Norman Dennis (16 August 1929 – 13 November 2010) was a British sociologist.

==Early life and education==
Born one of four sons to a tram driver, Norman Dennis was educated at Bede Collegiate Boys' School. He was offered a place at Corpus Christi College, Oxford, but declined it in favour of the London School of Economics, where he achieved a first-class honours degree in economics.

==Academic career==
Dennis held academic posts at the Universities of Leeds, Bristol and Birmingham before finally holding a long-term post as Lecturer, later Reader, in Social Studies at Newcastle University, where he worked for 35 years.

He was a lifelong Labour supporter and was a Labour councillor in Millfield, Sunderland, in the early 1970s. He was driven to do this by his disgust at the planned slum clearances in Sunderland at the time, which he opposed strongly. It was this that also inspired him to write about economic pressures and how they shape society.

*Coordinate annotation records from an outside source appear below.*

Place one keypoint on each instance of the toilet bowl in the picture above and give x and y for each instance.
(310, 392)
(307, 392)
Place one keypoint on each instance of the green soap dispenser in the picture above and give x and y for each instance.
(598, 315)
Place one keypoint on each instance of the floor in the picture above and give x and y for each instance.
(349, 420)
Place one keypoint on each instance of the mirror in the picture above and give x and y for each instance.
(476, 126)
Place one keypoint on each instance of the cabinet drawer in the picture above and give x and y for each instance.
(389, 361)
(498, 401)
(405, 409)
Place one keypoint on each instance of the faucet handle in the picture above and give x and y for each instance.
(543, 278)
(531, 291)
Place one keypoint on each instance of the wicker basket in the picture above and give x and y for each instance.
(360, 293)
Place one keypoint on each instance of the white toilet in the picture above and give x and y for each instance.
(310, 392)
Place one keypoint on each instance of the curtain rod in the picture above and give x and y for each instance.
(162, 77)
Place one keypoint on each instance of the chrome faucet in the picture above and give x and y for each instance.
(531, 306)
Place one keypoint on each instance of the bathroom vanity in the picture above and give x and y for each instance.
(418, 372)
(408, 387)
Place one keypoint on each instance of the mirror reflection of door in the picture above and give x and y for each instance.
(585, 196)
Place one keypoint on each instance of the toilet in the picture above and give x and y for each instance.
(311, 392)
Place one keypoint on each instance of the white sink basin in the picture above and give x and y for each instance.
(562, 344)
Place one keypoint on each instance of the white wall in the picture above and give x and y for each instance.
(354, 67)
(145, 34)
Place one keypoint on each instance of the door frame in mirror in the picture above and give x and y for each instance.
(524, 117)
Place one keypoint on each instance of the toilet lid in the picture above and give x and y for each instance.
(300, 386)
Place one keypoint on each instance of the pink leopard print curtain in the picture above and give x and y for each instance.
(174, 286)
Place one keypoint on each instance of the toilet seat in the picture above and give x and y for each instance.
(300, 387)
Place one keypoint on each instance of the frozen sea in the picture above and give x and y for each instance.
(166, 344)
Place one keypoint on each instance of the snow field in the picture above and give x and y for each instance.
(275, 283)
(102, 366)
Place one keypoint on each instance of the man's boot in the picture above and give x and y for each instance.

The Daily Telegraph news blogger Ed West described Dennis as "a key analyst of late 20th-century British society whose influence, I suspect, will stretch long into the 21st".

==Death==
Dennis died of leukaemia on 13 November 2010 in Sunderland, at the age of 81.

==Bibliography==
- Coal Is Our Life - An Analysis of a Yorkshire Mining Community (1956)
- People and Planning (Society Today & Tomorrow) (1970)
- Public Participation and Planner's Blight (1972)
- English Ethical Socialism: Thomas More to R.H. Tawney (with A.H. Halsey) (1988)
- Families Without Fatherhood (1992)
- Rising Crime and the Dismembered Family (1993)
- The Invention of Permanent Poverty (1997)
- Racist Murder and Pressure Group Politics (2000)
- Cultures and Crimes: Policing in Four Nations (2005)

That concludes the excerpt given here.